TERIFLUNOMIDE VIATRIS 14 mg FILM-COATED TABLETS

Introduction

Package Leaflet: Information for the Patient

Teriflunomide Viatris 14 mg film-coated tablets EFG

teriflunomide

Read all of this leaflet carefully before you start taking this medicine because it contains important information for you.

• Keep this leaflet, you may need to read it again.
• If you have any further questions, ask your doctor or pharmacist.
• This medicine has been prescribed for you only. Do not pass it on to others. It may harm them, even if their signs of illness are the same as yours.
• If you get any side effects, talk to your doctor or pharmacist. This includes any possible side effects not listed in this leaflet. See section 4.

Contents of the pack

1. What is Teriflunomide Viatris and what is it used for
2. What you need to know before you take Teriflunomide Viatris
3. How to take Teriflunomide Viatris
4. Possible side effects
5. Storage of Teriflunomide Viatris
6. Contents of the pack and other information

1. What is Teriflunomide Viatris and what is it used for

What is Teriflunomide Viatris

Teriflunomide Viatris contains the active substance teriflunomide, which is an immunomodulatory agent that adjusts the immune system to limit its attack on the nervous system.

What is Teriflunomide Viatris used for

Teriflunomide is used in adults and in children and adolescents (from 10 years of age) to treat relapsing-remitting multiple sclerosis (MS).

What is multiple sclerosis

MS is a long-term disease that affects the central nervous system (CNS).

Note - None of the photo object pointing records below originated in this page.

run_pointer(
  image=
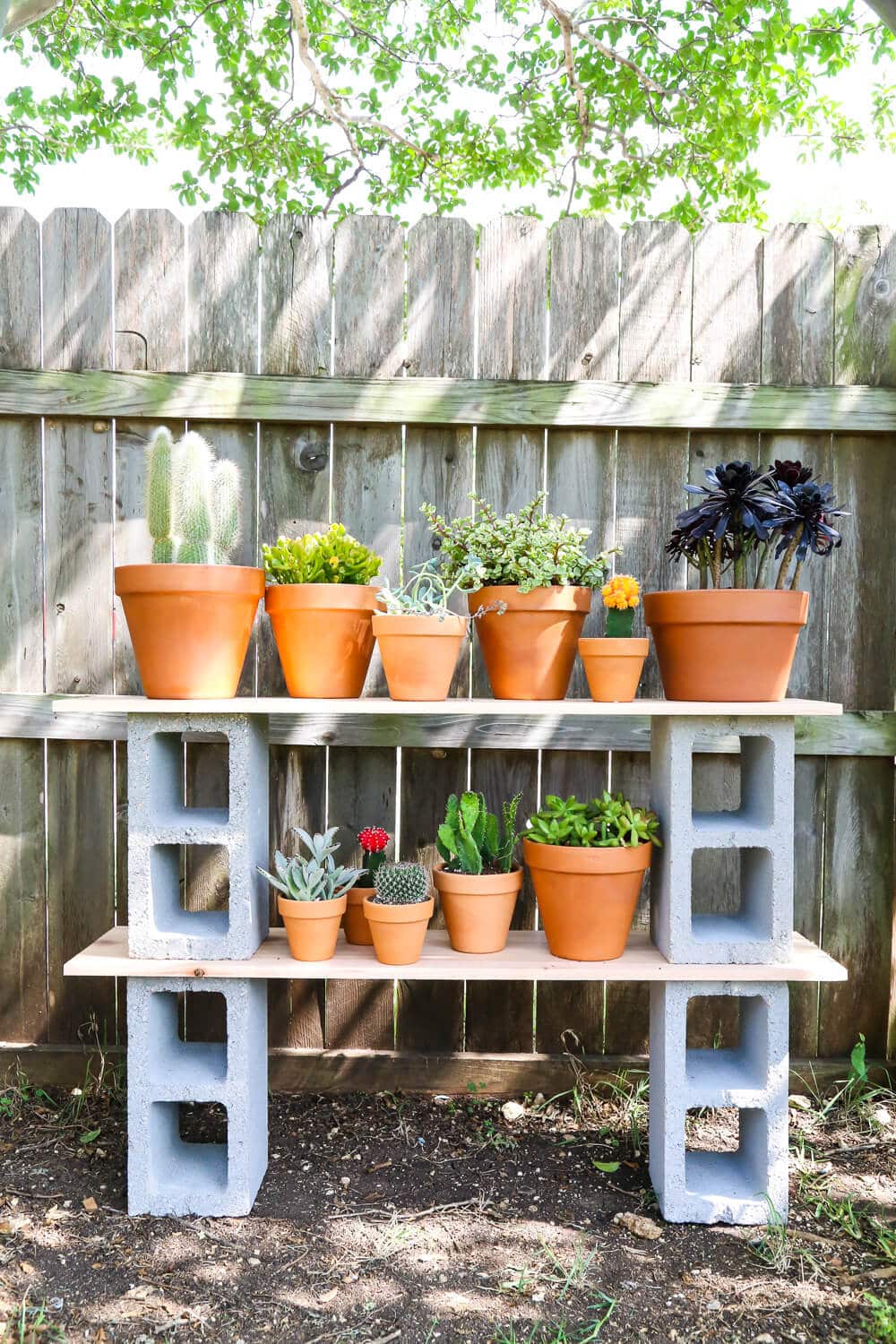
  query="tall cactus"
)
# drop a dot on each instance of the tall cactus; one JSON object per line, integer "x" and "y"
{"x": 160, "y": 457}
{"x": 193, "y": 502}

The CNS is made up of the brain and spinal cord. In multiple sclerosis, inflammation destroys the protective covering (myelin) that surrounds the nerves of the CNS. This loss of myelin is called demyelination. This makes the nerves stop working properly.

People with the relapsing form of multiple sclerosis will have repeated attacks (relapses) of physical symptoms caused by the poor functioning of the nerves. These symptoms vary from person to person but usually include:

• difficulty walking
• vision problems
• balance problems

Symptoms can disappear completely after a relapse, but over time, some problems may remain. This can cause physical disabilities that can interfere with daily activities.

How Teriflunomide Viatris works

Teriflunomide Viatris helps protect against attacks on the central nervous system by the immune system, limiting the growth of some white blood cells (lymphocytes). This limits the inflammation that causes nerve damage in MS.

2. What you need to know before you take Teriflunomide Viatris

Do not take Teriflunomide Viatris

• if you are allergic to teriflunomide or any of the other ingredients of this medicine (listed in section 6)
• if you have ever developed a severe skin rash, blistering, or peeling of the skin after taking teriflunomide or leflunomide
• if you have severe liver problems
• if you are pregnant, think you may be pregnant, or are breast-feeding
• if you have a serious condition that affects your immune system, for example, acquired immune deficiency syndrome (AIDS)
• if you have serious bone marrow problems or a low white blood cell, red blood cell, or platelet count
• if you have a serious infection
• if you have severe kidney problems that require dialysis
• if you have a low level of proteins in the blood (hypoproteinemia)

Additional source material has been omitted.